##### Citations
Title Text Both

## Comparing many groups

For this section we will use bwdf dataset and try to find relation between age and race. Age is a numeric variable while race is a factor variable with 3 levels. Hence, this is a comparison between 3 groups:

ANOVA (Analysis of variance)

R has aov function to perform analysis of variance:

code:

> res = aov(age~race, data=bwdf)

> res

Call:

aov(formula = age ~ race, data = bwdf)

Terms:

race Residuals

Sum of Squares   230.080  5048.205

Deg. of Freedom        2       186

Residual standard error: 5.209692

Estimated effects may be unbalanced

> summary(res)

Df Sum Sq Mean Sq F value Pr(>F)

race          2    230  115.04   4.239 0.0158 *

Residuals   186   5048   27.14

---

Signif. Codes:  0 ‘***’ 0.001 ‘**’ 0.01 ‘*’ 0.05 ‘.’ 0.1 ‘ ’ 1

P value indicates significant relation between age and race. To determine which of the groups are significantly different from each other, TukeyHSD and pairwise t.tests can be done:

code:

> TukeyHSD(res)

Tukey multiple comparisons of means

95% family-wise confidence level

Fit: aov(formula = age ~ race, data = bwdf)

\$race

2-1 -2.7532051 -5.474434 -0.03197581 0.0466676

3-1 -1.9036070 -3.863030  0.05581649 0.0589215

3-2  0.8495982 -1.994371  3.69356754 0.7603654

P values show that ages of race groups 1 vs 2 and 1 vs 3 are significantly different from each other, while there is no significant difference between groups 2 and 3.

code:

> with(bwdf, pairwise.t.test(age, race))

Pairwise comparisons using t tests with pooled SD

data:  age and race

1     2

2 0.053 -

3 0.053 0.481

P values show significant difference between race groups 1 vs 2 and 1 vs 3 but not between 2 vs 3.

Non-parametric test

For non-normally distributed data and for small sample sizes, Kruskal Wallis test can be performed as a non-parametric test for analysis of variance:

code:

> res = kruskal.test(age~race, data=bwdf)

> res

Kruskal-Wallis rank sum test

data:  age by race

Kruskal-Wallis chi-squared = 7.2515, df = 2, p-value = 0.02663

Using regression:

Linear regression can also be used to test relation between multiple groups:

code:

> summary(lm(age~race, data=bwdf))

Call:

lm(formula = age ~ race, data = bwdf)

Residuals:

Min       1Q   Median       3Q      Max

-10.2917  -4.2917  -0.5385   3.6119  20.7083

Coefficients:

Estimate Std. Error t value            Pr(>|t|)

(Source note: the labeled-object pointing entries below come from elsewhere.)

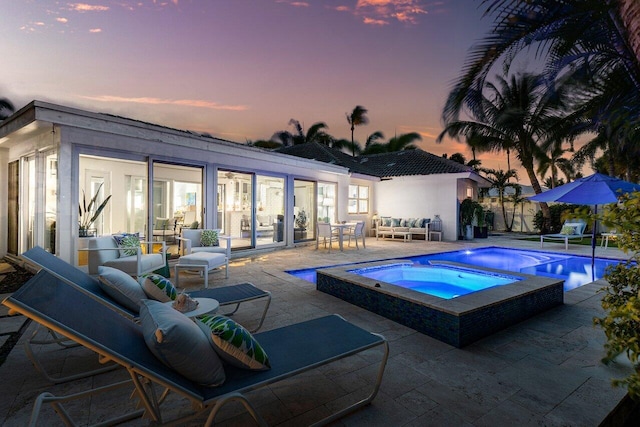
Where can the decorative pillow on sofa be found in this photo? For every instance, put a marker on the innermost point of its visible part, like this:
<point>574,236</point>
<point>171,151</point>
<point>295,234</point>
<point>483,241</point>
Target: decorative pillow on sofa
<point>422,223</point>
<point>234,344</point>
<point>209,238</point>
<point>123,288</point>
<point>180,344</point>
<point>157,287</point>
<point>129,242</point>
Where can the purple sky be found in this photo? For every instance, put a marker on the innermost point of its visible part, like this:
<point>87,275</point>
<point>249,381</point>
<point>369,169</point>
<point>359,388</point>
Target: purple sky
<point>240,69</point>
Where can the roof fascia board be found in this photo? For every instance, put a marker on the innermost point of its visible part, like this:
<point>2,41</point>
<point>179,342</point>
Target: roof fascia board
<point>133,128</point>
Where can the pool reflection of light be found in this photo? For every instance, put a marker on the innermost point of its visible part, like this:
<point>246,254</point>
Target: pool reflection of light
<point>575,270</point>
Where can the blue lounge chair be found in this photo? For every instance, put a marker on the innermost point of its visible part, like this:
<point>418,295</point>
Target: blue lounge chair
<point>226,296</point>
<point>65,309</point>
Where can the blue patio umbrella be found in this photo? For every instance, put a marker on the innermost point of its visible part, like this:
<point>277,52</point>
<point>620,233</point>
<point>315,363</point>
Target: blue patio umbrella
<point>596,189</point>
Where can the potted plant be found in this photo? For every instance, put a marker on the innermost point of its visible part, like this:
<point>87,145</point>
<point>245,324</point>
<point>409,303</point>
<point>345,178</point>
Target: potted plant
<point>301,220</point>
<point>481,230</point>
<point>87,214</point>
<point>468,213</point>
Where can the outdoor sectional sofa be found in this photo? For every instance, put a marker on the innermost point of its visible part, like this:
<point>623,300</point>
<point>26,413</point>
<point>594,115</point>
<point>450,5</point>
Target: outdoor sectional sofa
<point>402,227</point>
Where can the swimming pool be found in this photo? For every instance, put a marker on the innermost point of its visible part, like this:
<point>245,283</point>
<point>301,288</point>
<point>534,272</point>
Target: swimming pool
<point>444,281</point>
<point>574,270</point>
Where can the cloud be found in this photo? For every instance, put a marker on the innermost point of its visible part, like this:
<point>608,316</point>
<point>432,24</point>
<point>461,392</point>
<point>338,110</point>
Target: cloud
<point>378,12</point>
<point>159,101</point>
<point>84,7</point>
<point>371,21</point>
<point>294,3</point>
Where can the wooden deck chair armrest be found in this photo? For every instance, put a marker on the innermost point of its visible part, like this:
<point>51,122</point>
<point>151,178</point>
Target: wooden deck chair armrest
<point>185,245</point>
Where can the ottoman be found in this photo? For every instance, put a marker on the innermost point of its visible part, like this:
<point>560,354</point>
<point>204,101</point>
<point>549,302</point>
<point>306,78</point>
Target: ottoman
<point>202,261</point>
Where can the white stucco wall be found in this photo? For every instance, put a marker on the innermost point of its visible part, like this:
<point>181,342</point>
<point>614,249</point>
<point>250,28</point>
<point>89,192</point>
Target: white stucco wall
<point>421,196</point>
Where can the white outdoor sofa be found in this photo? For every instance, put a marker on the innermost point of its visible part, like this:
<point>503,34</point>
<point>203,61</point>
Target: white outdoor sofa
<point>406,228</point>
<point>571,230</point>
<point>104,250</point>
<point>190,242</point>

(Intercept)  24.2917     0.5317  45.686 <0.0000000000000002 ***

race2        -2.7532     1.1518  -2.390              0.0178 *

race3        -1.9036     0.8293  -2.295              0.0228 *

---

Signif. codes:  0 ‘***’ 0.001 ‘**’ 0.01 ‘*’ 0.05 ‘.’ 0.1 ‘ ’ 1

Residual standard error: 5.21 on 186 degrees of freedom

Multiple R-squared:  0.04359,   Adjusted R-squared:  0.03331

F-statistic: 4.239 on 2 and 186 DF,  p-value: 0.01585

P values show that race groups 2 and 3 are significantly different from race group 1.